Of course, the work of getting rituals, spells, and psychic powers to work together didn't end there. Most GURPS books are very quiet on the issue of how those forces interact, devoting at most a sidebar to it, and leaving much of it up to GM fiat. In the Hellboy world, these powers are explicitly manifestations of the same "metapower," and rules for their interaction were required -- particularly since this book's target audience includes a lot of potential first-time GMs!
Upon inspection, the problem wasn't as fearsome as we originally thought. When two powers interact, one is usually offensive, and one is defensive. The tricky part is that what a given defense protects against is, in existing GURPS books, usually defined fairly narrowly, and only with reference to the book in question. Mind Shield works against Psychic Vampirism, Telereceive, and Mental Blow. Magic Resistance works against spells.
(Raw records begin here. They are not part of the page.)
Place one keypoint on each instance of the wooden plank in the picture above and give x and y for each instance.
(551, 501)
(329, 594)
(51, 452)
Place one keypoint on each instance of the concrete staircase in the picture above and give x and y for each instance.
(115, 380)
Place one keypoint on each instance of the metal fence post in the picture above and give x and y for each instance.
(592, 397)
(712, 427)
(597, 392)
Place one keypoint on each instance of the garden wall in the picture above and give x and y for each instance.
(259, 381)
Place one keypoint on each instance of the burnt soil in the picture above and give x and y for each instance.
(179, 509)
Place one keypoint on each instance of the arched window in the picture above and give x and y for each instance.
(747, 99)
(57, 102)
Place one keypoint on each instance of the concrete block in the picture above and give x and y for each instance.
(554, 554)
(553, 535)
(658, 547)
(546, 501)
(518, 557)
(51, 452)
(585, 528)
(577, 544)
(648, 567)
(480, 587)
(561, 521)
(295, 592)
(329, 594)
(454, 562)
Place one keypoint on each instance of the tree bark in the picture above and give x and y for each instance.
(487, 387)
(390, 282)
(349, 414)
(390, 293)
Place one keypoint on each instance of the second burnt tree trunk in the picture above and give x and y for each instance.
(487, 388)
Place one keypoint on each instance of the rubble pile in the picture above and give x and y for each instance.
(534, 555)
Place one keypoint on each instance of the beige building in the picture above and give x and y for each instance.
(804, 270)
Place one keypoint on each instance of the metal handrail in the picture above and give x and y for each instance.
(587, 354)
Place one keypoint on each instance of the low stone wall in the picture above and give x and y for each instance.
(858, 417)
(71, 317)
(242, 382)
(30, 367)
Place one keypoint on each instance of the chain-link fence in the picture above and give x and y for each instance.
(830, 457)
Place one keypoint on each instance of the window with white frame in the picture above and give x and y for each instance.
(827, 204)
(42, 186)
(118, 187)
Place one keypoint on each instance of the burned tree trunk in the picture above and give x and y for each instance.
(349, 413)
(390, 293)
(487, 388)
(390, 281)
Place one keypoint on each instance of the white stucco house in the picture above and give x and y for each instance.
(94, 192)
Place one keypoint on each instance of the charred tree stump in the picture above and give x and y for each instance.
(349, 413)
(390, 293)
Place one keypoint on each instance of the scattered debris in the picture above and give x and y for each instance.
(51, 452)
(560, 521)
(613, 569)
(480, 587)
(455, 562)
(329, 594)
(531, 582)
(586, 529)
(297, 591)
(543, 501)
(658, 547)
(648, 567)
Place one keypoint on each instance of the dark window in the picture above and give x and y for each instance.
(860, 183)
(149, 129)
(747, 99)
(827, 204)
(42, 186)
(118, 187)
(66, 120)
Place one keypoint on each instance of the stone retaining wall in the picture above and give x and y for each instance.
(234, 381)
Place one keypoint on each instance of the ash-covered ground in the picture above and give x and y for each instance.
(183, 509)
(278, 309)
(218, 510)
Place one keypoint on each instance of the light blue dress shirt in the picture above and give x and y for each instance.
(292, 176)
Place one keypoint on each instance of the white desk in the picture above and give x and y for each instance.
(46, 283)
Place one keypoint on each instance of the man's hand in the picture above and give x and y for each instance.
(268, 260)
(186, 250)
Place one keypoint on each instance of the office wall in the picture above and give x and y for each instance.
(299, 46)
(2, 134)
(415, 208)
Et cetera.
In order to integrate the three systems, it was only necessary to restate the offenses and defenses in terms of what they protected, and how. A telepathic Mind Shield protects one's mind. The Strike Blind spell affects the body. Ergo, a Strike Blind spell isn't affected by a Mind Shield -- but a spell defined to affect the mind (such as Fear) would be. Rewriting the various spells, rituals, and psychic powers so that what they target or affect is explicit made many interactions fall into place.
The question of how a given defense works against a given offense still remained. Fortunately, all offensive abilities require a skill roll, and almost all defenses affect that roll in one of two ways: They either have a power, which subtracts from the offensive skill, or they have a skill of their own, and engage the offense in a Quick Contest. (A few other paranormal defenses work in terms of physical GURPS defenses like DR; no special rules were required for them.) Stating which protective powers worked in which manner allowed all the rules for defending against paranormal abilities to go at the top of the chapter, in generic form. Beyond that, all that was required was a little inclusive language, and some standardization of the formats for presenting rituals, spells, and psychic powers. While the three sections of the Paranormal Powers chapter still show some seams where they were joined together, we hope the Hellboy Sourcebook and Roleplaying Game presents, for the first time, a consistent system for melding GURPS spell-based magic, ritual magic, and psionics.